Landes : Une femme accusée d’avoir voulu assassiner ses deux petits-enfants et son compagnon


Illustration. (Adobe Stock)

Une femme de 59 ans est accusée d’avoir tenté de tuer ses deux petits-enfants et son compagnon dans les Landes. Elle aurait mis le feu à la maison après avoir drogué les victimes. La mise en cause, qui n’a pas reconnu les faits, a été écrouée.

Les secours ont été prévenus par une société de surveillance et sont arrivés juste à temps. Mais le pire a été évité de peu. Dans la nuit du 14 au 15 avril, à Habas (Landes), les sapeurs-pompiers ont été alertés pour un incendie dans une maison raconte France 3. Quatre personnes se trouvaient dans l’habitation : deux enfants de 10 et 12 ans, une femme de 59 ans et son compagnon handicapé, âgé de 65 ans.

Cette femme qui est la grand-mère des enfants, ainsi que son compagnon, qui n’est pas le grand-père, reçoivent régulièrement les deux enfants qui habitent dans les Pyrénées-Atlantiques.

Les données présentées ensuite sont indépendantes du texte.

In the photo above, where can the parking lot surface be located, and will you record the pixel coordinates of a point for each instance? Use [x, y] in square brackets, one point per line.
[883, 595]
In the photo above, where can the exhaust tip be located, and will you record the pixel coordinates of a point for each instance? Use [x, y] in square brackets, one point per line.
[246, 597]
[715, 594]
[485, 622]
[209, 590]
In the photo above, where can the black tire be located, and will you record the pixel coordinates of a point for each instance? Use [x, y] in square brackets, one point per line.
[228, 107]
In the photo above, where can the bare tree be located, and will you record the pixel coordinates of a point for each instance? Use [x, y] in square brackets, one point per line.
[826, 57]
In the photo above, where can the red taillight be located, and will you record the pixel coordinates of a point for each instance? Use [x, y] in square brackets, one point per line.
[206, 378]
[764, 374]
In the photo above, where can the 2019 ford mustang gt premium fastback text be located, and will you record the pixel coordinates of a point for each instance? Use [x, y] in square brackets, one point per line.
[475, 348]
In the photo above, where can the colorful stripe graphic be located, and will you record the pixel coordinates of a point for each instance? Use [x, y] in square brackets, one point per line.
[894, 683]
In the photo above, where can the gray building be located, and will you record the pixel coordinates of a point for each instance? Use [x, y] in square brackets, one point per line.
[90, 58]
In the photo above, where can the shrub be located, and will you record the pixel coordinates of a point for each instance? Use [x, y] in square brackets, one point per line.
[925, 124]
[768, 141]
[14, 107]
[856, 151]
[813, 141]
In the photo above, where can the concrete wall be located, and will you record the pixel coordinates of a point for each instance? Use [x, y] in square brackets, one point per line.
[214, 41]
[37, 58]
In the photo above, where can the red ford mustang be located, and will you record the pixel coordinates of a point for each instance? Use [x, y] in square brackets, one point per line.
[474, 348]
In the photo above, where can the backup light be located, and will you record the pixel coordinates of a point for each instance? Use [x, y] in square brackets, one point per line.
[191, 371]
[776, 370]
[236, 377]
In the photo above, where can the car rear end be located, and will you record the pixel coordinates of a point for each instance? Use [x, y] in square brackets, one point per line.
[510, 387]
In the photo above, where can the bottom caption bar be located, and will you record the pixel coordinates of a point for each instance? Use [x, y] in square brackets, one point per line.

Les pompiers ont pénétré dans le logement et ont trouvé le sexagénaire allongé dans la cuisine. Les quatre victimes se trouvaient dans un état de somnolence. Elles avaient déjà été sévèrement intoxiquées par les fumées. Prises en charge, elles ont été transportées en urgence à l’hôpital à Bordeaux. Les soldats du feu ont mis plusieurs heures pour éteindre l’incendie.

Plusieurs départs de feu

Une enquête a été ouverte et les premiers éléments ont orienté les investigations vers un acte prémédité de la grand-mère a expliqué le procureur de la République de Mont-de-Marsan, Olivier Janson. Plusieurs départs de feu ont été constatés dans la maison. Cette femme de 59 ans est également accusée d’avoir drogué les trois victimes, ses deux petits-enfants et son compagnon – un ancien mécanicien amputé d’une jambe à la suite d’un grave accident professionnel – avant d’incendier la maison.

Les analyses toxicologiques ont montré que les victimes avaient du benzodiazépine dans le sang. Une molécule présente dans les somnifères.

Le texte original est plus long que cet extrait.